You can definitely train a model to identify fish, to be honest you don't really have to train a whole model, there are tons of models trained on millions of images, you can just extract the embeddings from those models and train a single matrix to project them to the different classes and it will work very well.
Very likely. Tbh, I think there are a lot of domain tasks where if you added a machine learning expert to the team that success and progress would be a lot higher. But to be fair, there are are a lot of people that can do ML but not a lot of people that have a deep understanding. The difference matters for real world tasks when the difference between dataset performance and generalization performance matter. And it's all too common that works that are SOTA are more difficult to generalize, but this is high variance.
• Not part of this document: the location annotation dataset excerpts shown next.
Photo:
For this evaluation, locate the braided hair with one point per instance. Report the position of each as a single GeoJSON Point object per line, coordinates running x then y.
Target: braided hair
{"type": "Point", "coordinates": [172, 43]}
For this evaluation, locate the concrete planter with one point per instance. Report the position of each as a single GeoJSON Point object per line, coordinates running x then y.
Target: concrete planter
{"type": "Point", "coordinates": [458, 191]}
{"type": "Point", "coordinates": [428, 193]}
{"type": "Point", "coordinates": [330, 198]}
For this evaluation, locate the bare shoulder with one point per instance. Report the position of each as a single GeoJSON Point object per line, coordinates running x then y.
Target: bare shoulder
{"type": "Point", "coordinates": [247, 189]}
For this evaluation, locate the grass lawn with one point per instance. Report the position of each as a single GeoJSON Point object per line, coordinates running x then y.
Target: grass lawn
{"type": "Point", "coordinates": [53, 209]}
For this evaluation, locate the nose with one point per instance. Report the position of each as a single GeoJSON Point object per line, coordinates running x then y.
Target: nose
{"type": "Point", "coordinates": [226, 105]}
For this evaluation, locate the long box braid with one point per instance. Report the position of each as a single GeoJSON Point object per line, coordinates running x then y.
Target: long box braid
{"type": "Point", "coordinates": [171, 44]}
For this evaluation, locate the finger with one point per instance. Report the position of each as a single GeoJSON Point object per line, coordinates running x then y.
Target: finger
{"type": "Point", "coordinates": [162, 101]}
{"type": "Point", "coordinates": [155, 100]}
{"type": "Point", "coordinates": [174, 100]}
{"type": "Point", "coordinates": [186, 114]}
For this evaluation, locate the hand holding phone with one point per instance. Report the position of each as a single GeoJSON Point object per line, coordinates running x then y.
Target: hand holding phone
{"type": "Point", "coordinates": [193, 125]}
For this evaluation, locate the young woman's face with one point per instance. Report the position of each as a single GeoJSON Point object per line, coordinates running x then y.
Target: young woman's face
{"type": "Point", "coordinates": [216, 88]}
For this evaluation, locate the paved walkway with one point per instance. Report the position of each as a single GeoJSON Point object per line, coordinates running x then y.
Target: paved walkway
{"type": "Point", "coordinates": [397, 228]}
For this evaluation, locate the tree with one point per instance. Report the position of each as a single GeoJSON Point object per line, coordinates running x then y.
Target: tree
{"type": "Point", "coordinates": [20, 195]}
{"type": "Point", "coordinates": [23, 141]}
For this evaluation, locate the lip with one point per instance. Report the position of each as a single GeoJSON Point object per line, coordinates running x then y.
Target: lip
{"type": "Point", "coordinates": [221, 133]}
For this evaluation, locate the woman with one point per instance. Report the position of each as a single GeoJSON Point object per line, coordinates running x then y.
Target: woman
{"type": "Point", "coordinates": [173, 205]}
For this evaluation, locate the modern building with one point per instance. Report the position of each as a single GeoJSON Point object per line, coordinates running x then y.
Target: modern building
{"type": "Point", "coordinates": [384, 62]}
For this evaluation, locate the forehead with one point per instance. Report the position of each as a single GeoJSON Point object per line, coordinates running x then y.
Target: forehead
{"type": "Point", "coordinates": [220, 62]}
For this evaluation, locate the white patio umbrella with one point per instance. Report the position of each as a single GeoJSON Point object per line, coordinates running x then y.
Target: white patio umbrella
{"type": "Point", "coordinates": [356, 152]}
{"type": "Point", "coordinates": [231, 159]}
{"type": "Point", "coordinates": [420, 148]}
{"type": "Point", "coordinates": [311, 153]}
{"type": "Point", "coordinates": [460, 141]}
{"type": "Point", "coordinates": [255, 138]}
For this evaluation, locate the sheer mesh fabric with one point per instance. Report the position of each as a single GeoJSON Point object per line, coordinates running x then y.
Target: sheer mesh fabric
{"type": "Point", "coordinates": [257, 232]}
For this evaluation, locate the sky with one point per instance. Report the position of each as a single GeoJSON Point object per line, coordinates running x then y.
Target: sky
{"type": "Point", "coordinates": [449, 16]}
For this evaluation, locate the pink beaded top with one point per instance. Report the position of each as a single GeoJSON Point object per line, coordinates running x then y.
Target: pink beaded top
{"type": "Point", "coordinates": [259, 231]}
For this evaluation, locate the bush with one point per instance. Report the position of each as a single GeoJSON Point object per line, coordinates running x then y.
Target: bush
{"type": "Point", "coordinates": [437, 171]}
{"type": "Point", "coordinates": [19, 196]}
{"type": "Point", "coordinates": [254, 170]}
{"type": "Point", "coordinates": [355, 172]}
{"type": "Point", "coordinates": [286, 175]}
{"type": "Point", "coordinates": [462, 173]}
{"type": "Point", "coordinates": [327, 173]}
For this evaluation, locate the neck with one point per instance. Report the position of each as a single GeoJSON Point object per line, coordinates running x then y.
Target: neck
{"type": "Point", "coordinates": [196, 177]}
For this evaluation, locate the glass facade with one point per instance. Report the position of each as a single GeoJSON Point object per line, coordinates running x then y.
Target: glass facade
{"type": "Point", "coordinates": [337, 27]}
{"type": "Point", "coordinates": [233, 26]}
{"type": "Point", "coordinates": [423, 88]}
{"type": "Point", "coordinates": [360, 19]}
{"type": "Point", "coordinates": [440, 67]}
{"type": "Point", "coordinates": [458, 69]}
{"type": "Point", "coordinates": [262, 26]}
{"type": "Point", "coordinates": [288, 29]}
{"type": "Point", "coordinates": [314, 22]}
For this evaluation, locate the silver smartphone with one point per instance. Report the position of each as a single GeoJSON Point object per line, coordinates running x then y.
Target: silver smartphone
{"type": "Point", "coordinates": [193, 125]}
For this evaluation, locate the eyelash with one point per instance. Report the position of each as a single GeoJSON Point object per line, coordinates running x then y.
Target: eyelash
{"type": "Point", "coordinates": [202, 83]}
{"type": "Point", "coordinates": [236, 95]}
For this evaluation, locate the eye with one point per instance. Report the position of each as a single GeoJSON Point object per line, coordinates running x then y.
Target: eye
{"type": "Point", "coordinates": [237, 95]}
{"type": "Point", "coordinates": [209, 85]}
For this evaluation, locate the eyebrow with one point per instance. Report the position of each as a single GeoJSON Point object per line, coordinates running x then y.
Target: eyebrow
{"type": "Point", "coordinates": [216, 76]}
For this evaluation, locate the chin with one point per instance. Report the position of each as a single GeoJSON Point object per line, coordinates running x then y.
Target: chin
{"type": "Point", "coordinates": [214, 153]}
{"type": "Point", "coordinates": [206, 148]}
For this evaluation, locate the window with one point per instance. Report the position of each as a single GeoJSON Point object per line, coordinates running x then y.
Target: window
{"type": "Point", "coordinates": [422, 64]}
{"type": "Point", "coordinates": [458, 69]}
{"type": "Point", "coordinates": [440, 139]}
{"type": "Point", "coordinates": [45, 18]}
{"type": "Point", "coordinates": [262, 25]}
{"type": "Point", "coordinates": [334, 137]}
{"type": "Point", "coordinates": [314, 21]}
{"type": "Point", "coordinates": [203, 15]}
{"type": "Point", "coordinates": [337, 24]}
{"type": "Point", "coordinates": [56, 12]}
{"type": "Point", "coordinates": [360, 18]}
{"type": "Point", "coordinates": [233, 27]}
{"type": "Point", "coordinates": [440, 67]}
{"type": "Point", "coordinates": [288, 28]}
They explain in the paper that they used 1.5 million images with known depth maps (labels) to train a teacher model, and then used the teacher model to create pseudolabels (inferred depth maps) for the full dataset. Then they trained a student model to recover those pseudolabels from distorted versions of the original images.
>Does you monocular depth model get fooled by a billboard that's just a photo?
This is actually a pretty clever example, I tried a few billboards on the demo online and, as these models are regressive so they output the mean of the possible outputs, sometimes the model is perplexed and doesn't seem to know if to output something completely flat or that actually has a depth, and by being perplexed it outputs something in between.
AGI is a pretty fuzzy term that will goal post shift like AI has. You can define it that way tautologically but I can easily see a world where we have self driving cars but standalone AI scientists don’t exist. Does that mean we have AGI because we have self driving cars or not because it’s not general in that it can’t also tackle other human endeavors?
How well would a moncular path with headlights moving toward it at night operate? How about in rain, snow, or fog?
I'm not saying LiDAR is the only way, but I don't see a reason to use this as a solution.
I'm not saying this isn't valuable. I used to work in 3D/metaverse space, and having depth from a single photo, and being able to recreate a 3D scene from that is very valuable, and is the future.